Ой, матушка, как ты не права! Генерал обычно слушал вполуха и не встревал. Себе дороже. Но замечание про Вяземского его насмешило. Не наш, совсем не наш. И умеет это показать даже государю. Пушкин тож. Грибоедов тож. Древние роды, гордые. И где они теперь? На вторых, на десятых ролях. Кому принуждены кланяться? Всякой сволочи, которую надуло из-за границы в петровское окно с косой рамой.
Ты сама, мать, из каких? Казачка? Коромыслом перешибёшь? Да твоих предков у них на дворе секли. Ибо предки твои беглые, на вольные земли, подальше от барина. А муж твой кто? Остзейская рожа…
— Но нельзя и отрицать, что сочинитель умеет понять женские чувствования. — На этой фразе супруги генерал вернулся к реальности. — Достаёт до самого сердца. И умеет показать как на ладони.
Завтра с утра, перед поездкой в должность, он ей покажет, кто и чём достаёт до сердца. А вынимать ретивое на общее обозрение лучше бы не надо. Заплюют. Затопчут.
После обеда он работал дома. В своём кабинете. Прежний Шурка дорого бы дал за такой кабинет. Красное дерево, бронза, наборный паркет, ковёр, чтобы ноги не мёрзли. А какой стол? Не стол — царство!
На нём можно было выстраивать полки оловянных солдатиков и вести игрушечные сражения, благо сукно зелёное. Даже жаль загромождать его бумагами. Ну да будем считать их горами-монбланами со снежными вершинами…
А прибор, а свечи, а лампа в колпаке из венского стекла! Нет, всё это исключительно способствует труду государственного мужа. Не в избе, не на колене, не на сапоге… Стар он уже на голенище-то писать!

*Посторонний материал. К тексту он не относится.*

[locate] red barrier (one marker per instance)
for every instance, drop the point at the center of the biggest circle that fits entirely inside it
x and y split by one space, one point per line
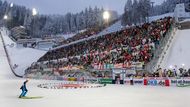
167 82
145 82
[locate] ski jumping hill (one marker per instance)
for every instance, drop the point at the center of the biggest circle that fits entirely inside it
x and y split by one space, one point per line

И как бы подтверждая, что поселился здесь всерьёз и надолго, Александр Христофорович приказал втиснуть к стене против окон любимый старинный шкаф — фамильную ценность. Саксония, XVII век, морёный дуб, резьба, щекастые путти, шаловливо выглядывающие из гроздьев винограда. Кое-где побитый. Но ведь двести лет! Если честно, то великая фамильная ценность была им же и обезображена, таскаясь за семьёй то в Гадяч, то в Воронеж, то в Петербург.
4
Сверчок — прозвище А.С. Пушкина, принятое в литературном обществе «Арзамас» и в кругу Н.М. Карамзина.